18 regali è la storia di Elisa (interpretata da Vittoria Puccini) che, durante una gravidanza, scopre di avere un tumore allo stadio terminale. Il compagno Alessio (Edoardo Leo) inizialmente non riesce ad accettare la malattia della moglie ma poi, insieme, i due riescono a trovare la serenità e a pensare al futuro: la loro bambina, Anna.
Nel momento in cui realizza che non potrà veder crescere la propria figlia, che non potrà essere presente nelle sue tappe più importanti, Elisa decide di fare una lista e di comprare diciotto regali incaricando il marito di consegnarli ad Anna per ogni compleanno fino alla maggiore età.
Dopo un lungo salto temporale, ritroviamo Anna (interpretata da Benedetta Porcaroli) nel giorno del suo diciottesimo compleanno. La ragazza è triste, arrabbiata e scappa di casa, dalla festa che il padre le aveva come ogni anno organizzato. Nella fuga però, la ragazza viene investita; quando apre gli occhi, Anna vede proprio Elisa, la mamma che non ha mai potuto incontrare.
Il coma quindi, questo lungo sogno, diventa per Anna una possibilità, un’occasione per vivere un po’ di quel futuro strappato via a tutta la famiglia dalla malattia.

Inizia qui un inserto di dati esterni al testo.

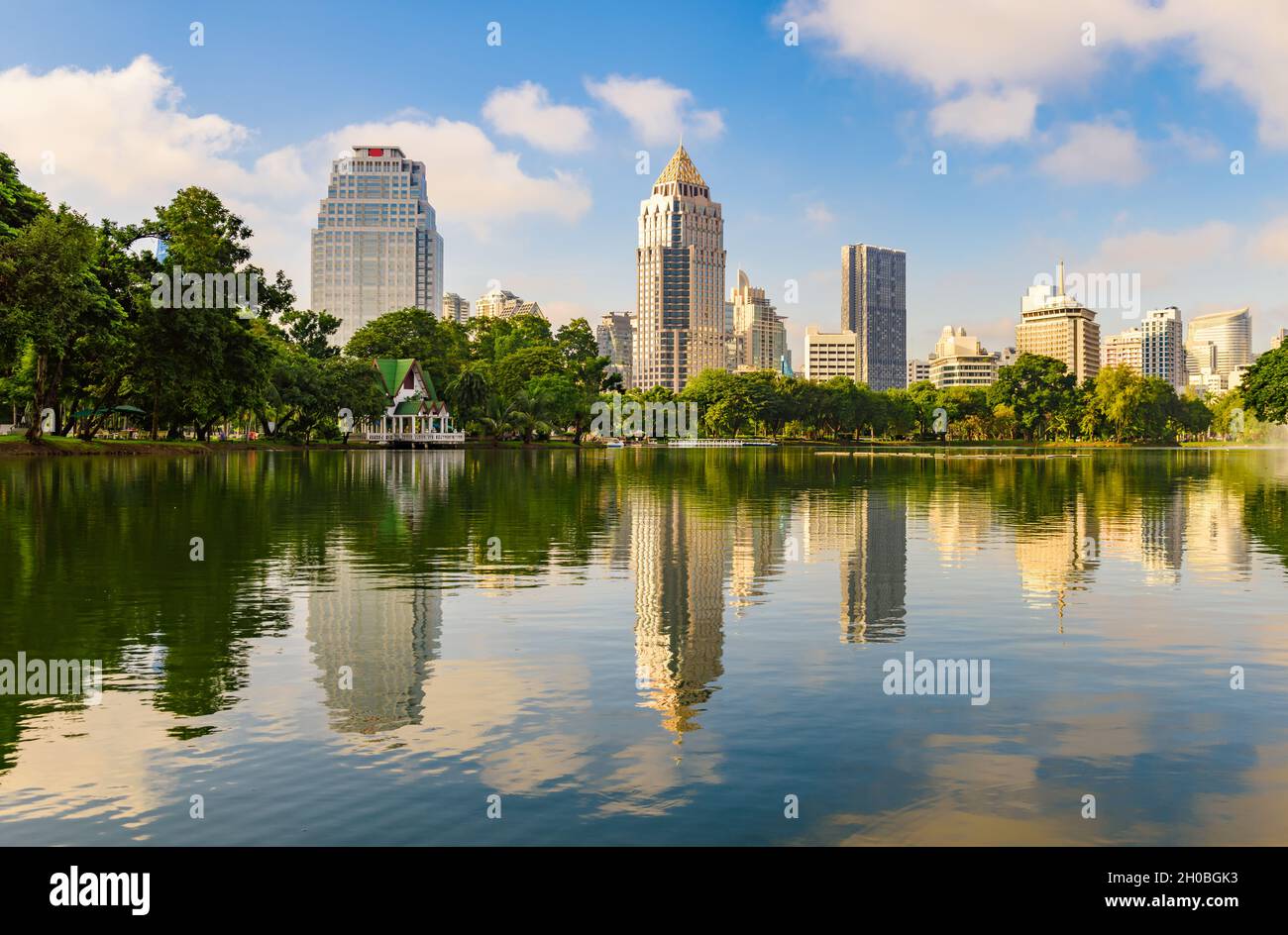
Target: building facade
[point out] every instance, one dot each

Un film che fa commuovere, piangere ed emozionare, specialmente sapendo che la base della trama sia vera. 18 regali, infatti, è liberamente ispirato alla storia di Elisa Girotto e di suo marito, Alessio Vincenzotto (che ha collaborato alla scrittura della sceneggiatura). Elisa era una giovane mamma di Treviso che nel 2017, a quarant’anni, deve abbandonare il marito e la figlia di solo un anno. Quando Elisa e Alessio scoprono la malattia, la scelta è quella di non mettere a rischio la vita della loro bambina con cure aggressive. Diventa subito chiaro, però, che Elisa non potrà veder crescere la sua Anna e, con questa lista di diciotto regali, trova l’unico modo a sua disposizione per accompagnare la figlia nella crescita.
Il regista decide di utilizzare un espediente narrativo (ovvero il coma della figlia Anna) per ricreare un sogno, un’ambientazione onirica, quasi surreale e, in questo modo, realizzare ciò che nella realtà non è potuto accadere.

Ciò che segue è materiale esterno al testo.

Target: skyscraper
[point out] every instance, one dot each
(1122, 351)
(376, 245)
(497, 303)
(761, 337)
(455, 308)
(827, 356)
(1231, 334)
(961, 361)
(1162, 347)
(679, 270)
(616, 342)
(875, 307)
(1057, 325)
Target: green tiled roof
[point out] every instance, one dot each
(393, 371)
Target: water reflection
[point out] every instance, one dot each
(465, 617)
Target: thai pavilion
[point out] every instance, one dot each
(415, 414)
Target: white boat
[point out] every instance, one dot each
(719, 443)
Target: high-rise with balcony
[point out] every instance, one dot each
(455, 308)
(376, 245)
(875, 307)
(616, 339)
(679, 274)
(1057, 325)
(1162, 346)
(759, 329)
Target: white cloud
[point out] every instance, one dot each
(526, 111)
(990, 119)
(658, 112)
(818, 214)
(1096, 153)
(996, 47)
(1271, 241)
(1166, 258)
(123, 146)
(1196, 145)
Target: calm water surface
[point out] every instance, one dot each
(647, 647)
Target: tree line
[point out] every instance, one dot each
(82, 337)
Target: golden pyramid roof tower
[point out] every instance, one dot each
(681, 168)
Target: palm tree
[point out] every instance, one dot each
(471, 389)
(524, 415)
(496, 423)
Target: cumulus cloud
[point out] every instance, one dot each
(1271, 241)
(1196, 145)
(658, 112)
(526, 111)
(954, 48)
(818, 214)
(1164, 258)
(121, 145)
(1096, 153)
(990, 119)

Approcciarsi ad una storia vera di questo tipo non è mai facile ma credo che, in questo caso, l’intento sia riuscito in modo estremamente delicato. Un tenero omaggio ad una storia triste, ingiusta, che commuove e fa riflettere sul senso della vita, sul legame che per sempre ci tiene uniti alle persone che amiamo e che ci amano. E così, anche piangere, diventa un atto di gratitudine alla vita.